Hands-on with Python to crawl data without blocking numbers
Recently a lot of old iron asked me how to use Python to get website data, the result of their own written crawler run two days will be blocked IP. this thing I three years ago also planted a heel, and later found a magic tool - proxy IP. today to take their own home with theipipgoService as a chestnut to show you how to play this routine.
Why doesn't your crawler live more than three days?
The site is not a fool, the people anti-creeper mainly look at these three indicators:Frequency of visits, request characteristics, IP tracesThe IP of the crawler is the most important thing. Especially the IP this cant, ordinary crawlers with a fixed IP crazy request, just like the same person every minute in the supermarket checkout 50 times, the security guards do not catch you catch who?
Typical code examples
import requests
for page in range(1,100): url = f'{page}'.
url = f'https://xxx.com/list?page={page}'
r = requests.get(url) swipe with the same ip
The right way to open a proxy IP
Recommended hereipipgos dynamic residential proxy, their IP pool is so ridiculously large (reportedly 90 million +) that the site can't tell if it's a real person or a machine every time a request is made for a different live user IP.
What a reliable crawler should look like
import requests
from random import choice
proxies_pool = [
'112.85.130.93:3328',
'120.33.240.211:1188', ...
... This is where the proxies provided by ipipgo are located.
]
url = 'https://目标网站.com'
headers = {'User-Agent': 'Mozilla/5.0'}
for _ in range(10): proxy = {'http': choice(proxies_pool)}
proxy = {'http': choice(proxies_pool)}
response = requests.get(url, headers=headers, proxies=proxy)
print(response.text[:200]) print the first 200 characters to confirm success
Five anti-blocking shenanigans
1. IP Rotation Rhythm: Don't be stupid and change IPs every request, switch at random intervals like real people do.
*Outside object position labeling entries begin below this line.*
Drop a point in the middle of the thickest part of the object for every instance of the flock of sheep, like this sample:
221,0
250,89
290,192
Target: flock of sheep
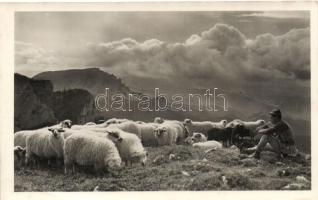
116,141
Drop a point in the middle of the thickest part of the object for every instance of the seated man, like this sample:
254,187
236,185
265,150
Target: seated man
277,136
For example, visit 3-8 times to change one, in the middle of a random wait 1-3 seconds!
2. Request headers should be realistic: Remember to bring the common browser UA, don't use Python's default requests header!
3. Failure Retry Mechanism: Encounter 403/429 error code, take a break and try again with a different IP address.
4. Flow dispersion: Don't catch a page dead in the water, cross visit multiple pages
5. Protocol Selection: some sites are more likely to trigger authentication with https than http
Practical: catch e-commerce price data
As a chestnut, you want to monitor the price fluctuation of a certain east goods:
1. ToipipgoOpen a pay-as-you-go package in the back office
2. Use their API to get the latest list of proxies
3. Crawl the page every half hour, and be careful not to do it on the dot.
4. Automatically cut IP and retry when encountering CAPTCHA.
Advanced version with exception handling
import requests
import time
def smart_crawler(url).
max_retry = 3
for _ in range(max_retry):: _ in range(max_retry).
try: proxy = get_ipipgo_proxy() here call ipipgo_proxy.
proxy = get_ipipgo_proxy() Here we call the ipipgo API to get a new IP.
response = requests.get(url, proxies=proxy, timeout=8)
if 'CAPTCHA' in response.text: raise Exception('CAPTCHA' in response.text)
raise Exception('Authentication triggered')
return response.text
except Exception as e.
print(f "Error: {e}, prepare to change IP")
time.sleep(2_) exponential backoff wait
return None
Frequently Asked Questions QA
Q: What should I do if my proxy IP is slow?
A: Pick the right type of agent! LikeipipgoThe static residential proxy latency can be squeezed to within 200ms, more than twice as fast as the normal server room proxy.
Q: How do I test if the agent is valid?
A: Test with a small batch of IPs first, it is recommended to use this detection interface:
Detection code:
resp = requests.get('http://httpbin.org/ip', proxies=proxy)
print(resp.json()) show current IP in use
Q: What should I do if I encounter website upgrade anti-climbing?
A: timely switching of IP protocol types, such as from HTTP to socks5. like ipipgo background can directly filter different protocol types of proxy, this is particularly convenient.
Saving Program Recommendations
If you're too lazy to toss it yourself, go straight toipipgos Smart Proxy package. Their rotation strategy is self-developed, and is said to automatically match the protection level of the target site, and the success rate for newbies with this can be up to 90%. The recent double eleven and50% off your first orderactivity, much more cost-effective than building your own agent pool.